Acupuncture and Rheumatoid Arthritis may not sound like they go hand in hand. How is poking needles on your skin going to treat a disease of the joints? It sounds very uncomfortable. Doesn’t it? But you would be surprised to know that acupuncture actually helps to treat Rheumatoid Arthritis (RA).
In Columbus, Ohio, this therapy is gaining significant recognition as a reliever of pain from rheumatoid arthritis.
Acupuncture involves the inserting of needles on to the skin at some of the 2,000 pressure points present on the body. The pressure of the needles restores absolute flow of energy in the body. Sometimes mild electric current is also used. This version of acupuncture is known as electro-acupuncture.
Rheumatoid arthritis is the swelling of joints of the hands and feet, especially the wrists and the knuckles.
Experts from the Center for Integrative and Lifestyle Medicine at Cleveland Clinic agree that acupuncture does relieve pain by increasing the release of endorphins, naturally produced painkillers by our own body.
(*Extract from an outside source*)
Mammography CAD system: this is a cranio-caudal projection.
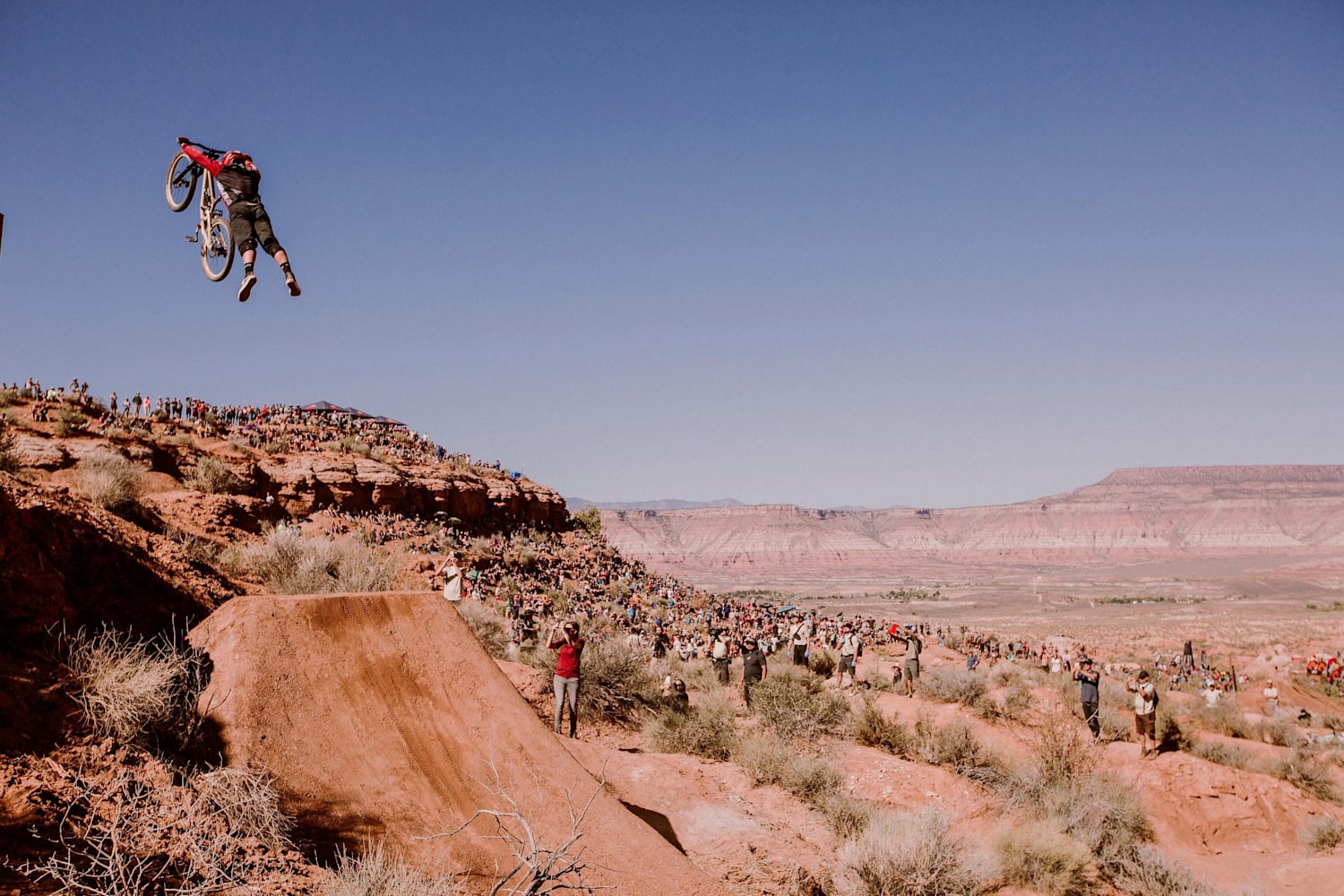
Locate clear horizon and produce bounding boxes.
[0,1,1344,508]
It relieves pain locally by having an anti-inflammatory effect on the swollen joints.
Study by Chinese researchers in 2011 proved that both the styles of acupuncture – electro and traditional – have significantly reduced chronic inflammation. Inflammation is generally caused by an increase in tumor necrosis factor-a (TNF-a) and vascular endothelial growth factor (VEGF). Acupuncture significantly reduces these two factors. TNF-a is the main culprit when it comes to joint damage. Rheumatoid arthritis is described by depletion of bones.
Director of the paediatric pain management clinic at Children’s Hospital in Los Angeles, Jeffrey I. Gold, PhD, asserts that acupuncture on specific areas of the body induce response in different parts of the brain. MRI scans have proved that acupuncture not only blocks pain signals but also has neurological, psychological, immunological and hormonal effects. But Gold also concedes that it is not yet clear how the inflammatory factor TNF-a is affected by acupuncture.
The 2008 version of Arthritis & Rheumatism have revealed that several tests conducted have confirmed that the practice of the therapy of acupuncture has led to a decrease in morning stiffness and other pain in patients of rheumatoid arthritis.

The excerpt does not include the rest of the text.